Casting agents are checking out the 25-year-old. He slips “from one character to the next with preternatural ease,” critic Alexis Soloski wrote in the New York Times, citing his “actorly excellence (and he really is excellent).” Back home he was nominated for an Irish Times Irish Theatre Award for the role in Dublin.
O’Regan plays the young farmhand Tommo, who is jolted into adulthood in the trenches, as well as Tommo’s older brother, Charlie, and all who Tommo encounters in boyhood and in battle. Thanks to director Simon Reade, who adapted Michael Morpurgo’s 2003 novel, as well scenic and lighting designer Anshuman Bhatia, a mattress and box spring prove to be as versatile as the actor. We spoke after a recent performance at the TBG Mainstage Theater.
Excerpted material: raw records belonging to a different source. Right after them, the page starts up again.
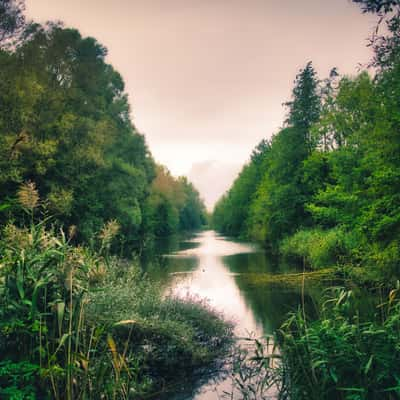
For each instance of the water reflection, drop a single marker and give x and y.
(210, 266)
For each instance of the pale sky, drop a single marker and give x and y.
(207, 78)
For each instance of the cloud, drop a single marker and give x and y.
(213, 178)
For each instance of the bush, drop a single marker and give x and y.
(339, 356)
(91, 326)
(315, 247)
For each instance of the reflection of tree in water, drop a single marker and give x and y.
(270, 305)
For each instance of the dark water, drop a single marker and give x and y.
(211, 267)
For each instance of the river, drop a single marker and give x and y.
(209, 266)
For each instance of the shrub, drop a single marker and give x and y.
(340, 356)
(316, 248)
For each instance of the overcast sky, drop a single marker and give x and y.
(207, 78)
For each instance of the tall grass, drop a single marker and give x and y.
(341, 356)
(79, 324)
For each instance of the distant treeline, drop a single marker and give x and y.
(326, 187)
(65, 126)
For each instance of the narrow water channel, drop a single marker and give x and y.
(210, 266)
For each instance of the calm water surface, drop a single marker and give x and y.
(210, 266)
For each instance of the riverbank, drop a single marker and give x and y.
(77, 324)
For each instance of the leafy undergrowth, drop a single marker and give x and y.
(77, 324)
(341, 355)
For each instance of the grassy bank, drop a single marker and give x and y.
(78, 324)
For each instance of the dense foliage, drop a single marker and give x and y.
(328, 188)
(173, 205)
(65, 125)
(79, 324)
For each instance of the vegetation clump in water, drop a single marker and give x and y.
(76, 324)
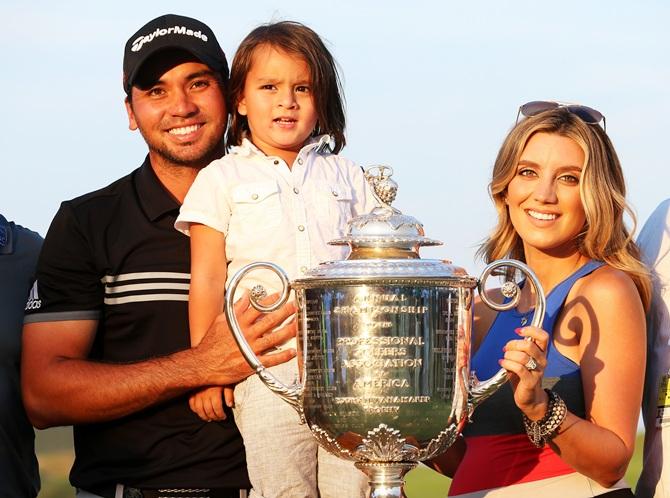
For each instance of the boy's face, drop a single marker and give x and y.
(278, 102)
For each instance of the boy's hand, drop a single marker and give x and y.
(229, 396)
(208, 403)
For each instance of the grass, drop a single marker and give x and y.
(54, 451)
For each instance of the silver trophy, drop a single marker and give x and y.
(384, 343)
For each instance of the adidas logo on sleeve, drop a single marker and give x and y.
(34, 301)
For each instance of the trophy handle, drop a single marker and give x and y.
(290, 394)
(480, 390)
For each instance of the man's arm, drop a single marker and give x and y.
(62, 387)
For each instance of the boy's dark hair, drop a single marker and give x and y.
(296, 39)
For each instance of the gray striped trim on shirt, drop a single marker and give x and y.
(141, 287)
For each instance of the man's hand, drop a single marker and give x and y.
(220, 354)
Q: How do you switch among characters? Are you thinking about how they sound?
O’Regan: It’s more the concept of the person. I’ll be picturing what they look like. When you’re working on it, it’s that slow process — how does he move or talk — but once you’ve got it, it just happens.
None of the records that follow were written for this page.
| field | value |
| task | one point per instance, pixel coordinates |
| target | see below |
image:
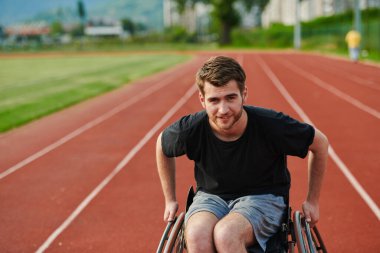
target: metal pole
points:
(357, 18)
(297, 27)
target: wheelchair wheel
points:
(173, 239)
(305, 242)
(308, 240)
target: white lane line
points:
(332, 89)
(117, 169)
(87, 126)
(354, 182)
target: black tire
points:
(305, 241)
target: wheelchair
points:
(294, 232)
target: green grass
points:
(32, 87)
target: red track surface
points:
(126, 214)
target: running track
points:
(84, 179)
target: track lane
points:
(344, 124)
(127, 215)
(57, 182)
(354, 228)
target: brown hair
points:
(218, 71)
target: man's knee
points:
(199, 233)
(232, 234)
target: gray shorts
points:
(264, 212)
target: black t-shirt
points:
(253, 164)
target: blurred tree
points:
(56, 28)
(224, 13)
(129, 25)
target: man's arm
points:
(317, 166)
(166, 171)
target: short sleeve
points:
(172, 141)
(296, 136)
(175, 138)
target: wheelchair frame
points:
(294, 232)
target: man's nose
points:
(223, 108)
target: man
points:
(240, 154)
(353, 39)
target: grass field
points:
(31, 87)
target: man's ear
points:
(202, 99)
(245, 94)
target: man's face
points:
(224, 105)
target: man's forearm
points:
(317, 167)
(166, 172)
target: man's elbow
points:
(320, 144)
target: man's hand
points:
(170, 211)
(311, 212)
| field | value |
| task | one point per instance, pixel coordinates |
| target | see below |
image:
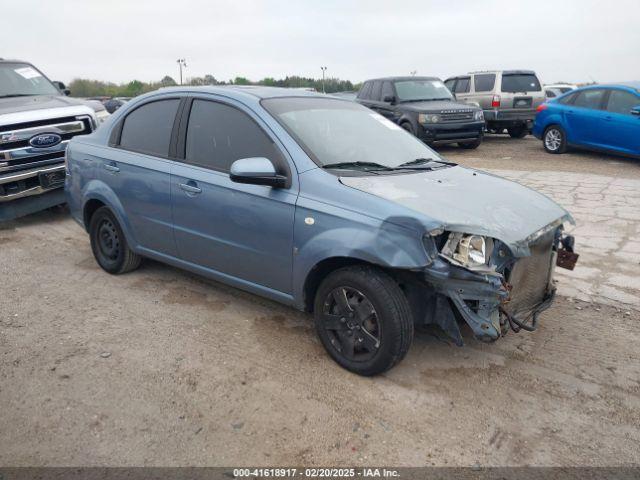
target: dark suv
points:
(426, 108)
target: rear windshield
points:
(520, 82)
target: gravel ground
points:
(160, 367)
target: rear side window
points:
(387, 90)
(622, 102)
(567, 99)
(376, 92)
(218, 135)
(589, 99)
(365, 91)
(484, 82)
(450, 83)
(148, 128)
(520, 82)
(462, 86)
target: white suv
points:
(509, 98)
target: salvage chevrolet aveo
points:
(321, 204)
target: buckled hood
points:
(466, 200)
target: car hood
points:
(470, 201)
(439, 106)
(37, 102)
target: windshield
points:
(333, 132)
(520, 82)
(412, 90)
(19, 79)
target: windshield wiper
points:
(367, 166)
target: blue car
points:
(602, 117)
(321, 204)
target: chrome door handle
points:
(190, 188)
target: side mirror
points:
(62, 87)
(256, 171)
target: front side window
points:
(484, 82)
(520, 82)
(21, 79)
(414, 90)
(589, 99)
(218, 135)
(622, 102)
(463, 85)
(148, 128)
(334, 131)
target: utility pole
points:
(181, 63)
(324, 69)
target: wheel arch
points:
(97, 194)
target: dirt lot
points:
(160, 367)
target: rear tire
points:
(363, 319)
(518, 132)
(109, 245)
(471, 145)
(554, 139)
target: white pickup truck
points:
(37, 120)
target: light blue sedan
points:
(321, 204)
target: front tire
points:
(363, 319)
(109, 245)
(407, 126)
(554, 139)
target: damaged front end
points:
(481, 281)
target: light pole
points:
(324, 69)
(181, 63)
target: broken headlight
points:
(467, 250)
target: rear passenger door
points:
(237, 230)
(483, 85)
(137, 169)
(622, 129)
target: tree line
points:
(81, 87)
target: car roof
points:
(401, 78)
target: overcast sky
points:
(122, 40)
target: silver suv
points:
(509, 98)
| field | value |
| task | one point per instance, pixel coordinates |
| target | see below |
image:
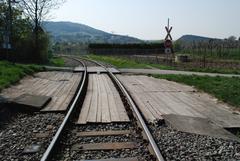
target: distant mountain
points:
(75, 32)
(191, 38)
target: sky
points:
(146, 19)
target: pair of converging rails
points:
(50, 150)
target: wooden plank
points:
(120, 107)
(31, 102)
(198, 126)
(111, 101)
(104, 146)
(103, 133)
(99, 104)
(104, 101)
(87, 102)
(92, 117)
(115, 159)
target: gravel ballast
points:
(71, 139)
(175, 145)
(24, 130)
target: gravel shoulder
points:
(175, 145)
(21, 131)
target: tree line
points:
(22, 37)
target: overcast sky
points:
(146, 19)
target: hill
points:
(191, 38)
(75, 32)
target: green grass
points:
(224, 88)
(121, 62)
(11, 73)
(56, 61)
(126, 63)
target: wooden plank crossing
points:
(96, 69)
(102, 103)
(157, 97)
(60, 86)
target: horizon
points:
(147, 19)
(137, 37)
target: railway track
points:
(129, 141)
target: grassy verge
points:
(223, 88)
(56, 61)
(11, 73)
(126, 63)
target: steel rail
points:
(135, 109)
(48, 153)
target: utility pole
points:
(7, 37)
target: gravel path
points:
(70, 139)
(21, 131)
(176, 145)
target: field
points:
(11, 73)
(223, 88)
(159, 62)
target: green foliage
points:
(121, 62)
(59, 62)
(224, 88)
(127, 46)
(23, 38)
(11, 73)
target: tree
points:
(232, 38)
(38, 11)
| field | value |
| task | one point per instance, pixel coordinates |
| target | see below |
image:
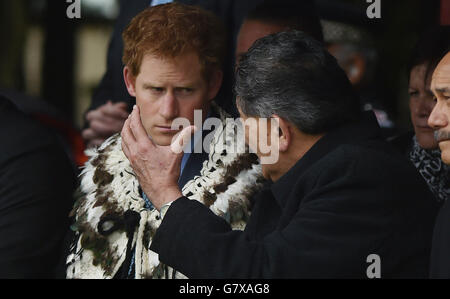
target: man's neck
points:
(299, 147)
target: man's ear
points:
(285, 133)
(215, 82)
(130, 81)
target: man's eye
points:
(186, 90)
(413, 93)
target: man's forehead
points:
(441, 76)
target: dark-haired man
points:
(440, 121)
(341, 197)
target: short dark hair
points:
(294, 14)
(431, 47)
(292, 75)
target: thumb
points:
(182, 139)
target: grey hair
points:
(291, 74)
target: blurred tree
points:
(13, 29)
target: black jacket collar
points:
(365, 129)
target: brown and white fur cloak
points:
(110, 217)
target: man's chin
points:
(162, 140)
(445, 151)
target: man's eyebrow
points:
(442, 89)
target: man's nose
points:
(169, 106)
(437, 118)
(424, 108)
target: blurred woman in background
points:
(420, 146)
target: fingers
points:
(95, 143)
(106, 128)
(182, 139)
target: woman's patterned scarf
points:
(434, 171)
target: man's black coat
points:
(440, 256)
(349, 197)
(36, 186)
(112, 86)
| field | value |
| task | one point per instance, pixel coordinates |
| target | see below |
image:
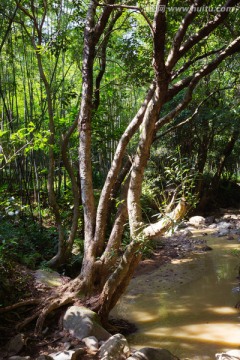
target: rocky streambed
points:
(94, 342)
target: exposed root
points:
(19, 304)
(49, 308)
(28, 320)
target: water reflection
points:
(187, 307)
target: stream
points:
(187, 306)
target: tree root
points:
(49, 308)
(19, 304)
(67, 294)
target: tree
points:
(179, 65)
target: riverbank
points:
(172, 255)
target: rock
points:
(206, 248)
(209, 220)
(48, 277)
(224, 225)
(19, 358)
(212, 226)
(67, 354)
(229, 355)
(152, 354)
(223, 232)
(15, 345)
(114, 348)
(187, 233)
(197, 221)
(91, 343)
(82, 322)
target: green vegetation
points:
(113, 118)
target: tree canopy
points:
(104, 104)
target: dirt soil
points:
(55, 340)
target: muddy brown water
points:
(187, 306)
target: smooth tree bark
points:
(100, 275)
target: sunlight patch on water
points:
(188, 305)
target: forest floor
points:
(54, 339)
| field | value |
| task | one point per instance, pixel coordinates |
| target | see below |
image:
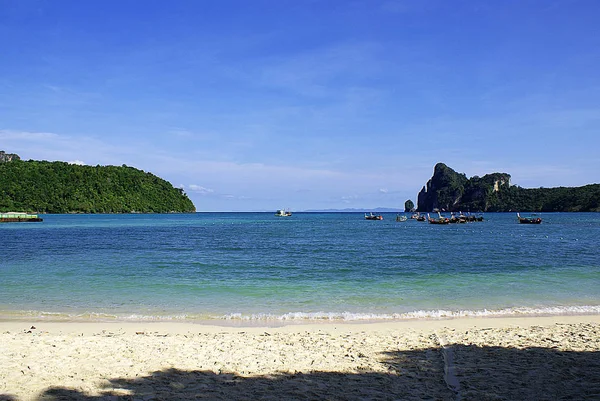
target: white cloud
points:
(200, 189)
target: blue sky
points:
(260, 105)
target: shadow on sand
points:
(479, 373)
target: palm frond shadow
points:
(483, 373)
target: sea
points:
(256, 268)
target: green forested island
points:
(60, 187)
(450, 191)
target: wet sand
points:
(525, 358)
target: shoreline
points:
(211, 326)
(516, 358)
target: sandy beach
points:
(525, 358)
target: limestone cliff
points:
(450, 191)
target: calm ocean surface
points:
(255, 266)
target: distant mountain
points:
(448, 190)
(59, 187)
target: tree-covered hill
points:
(59, 187)
(451, 191)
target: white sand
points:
(471, 358)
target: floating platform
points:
(18, 217)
Q: Did it take long to develop?
O’Regan: We only had nine days of rehearsals for the first production, which is pretty scary. But they had given me the script so I had been planning a lot of the characters, discovering them on my own in my bedroom in Dublin, messing around. Like a crazy person, I have little cards on my wall of each character and traits. I had two or three months on my own. If I see a kid move a certain way, I’d say, ‘That’s very Tommo’ and store it away.
Q: Has the show changed your view of war?
O’Regan: I’ve always been quite anti-war, but it’s made me respect soldiers so much more. That’s usually not the takeaway actors get from this. It’s usually the pointlessness of war. I got obsessed with World War I after this. I went to Belgium and visited the trenches.
Q: How do you like being a working actor in New York?
O’Regan: It’s pretty much the best feeling in the world. I’m very critical, incredibly hard on myself about everything. Sometimes if I think I’ve had a bad show in Ireland it can stay with me for hours. Here, not so much. If I’ve had what I consider a bad show and I’m walking home and I pass the Empire State Building, I’m like ‘Oh my God, look where I am.’ It just completely takes me out of the moment.
Q: What is about working in America?
O’Regan: Walking down the street here you just see 50 million different cultures coming together. That’s so exciting to me. Dublin isn’t nearly as diverse. And the Irish film and theater industry is smaller than London’s and obviously London’s is smaller than here. There’s more variety of projects and there is more opportunity.
Q: With this show, which is both exuberant and grim, do you get on a high when performing?
O’Regan: I feel that any time I perform. I hurt my wrist in a show the other day, and it was a two-show day. I wondered whether I should take a pain killer. I said, ‘Oh no, I’ll let Dr. Theater cure it.’ The minute you get onstage, the adrenaline takes over and you’re fine.
The interview has been edited and condensed.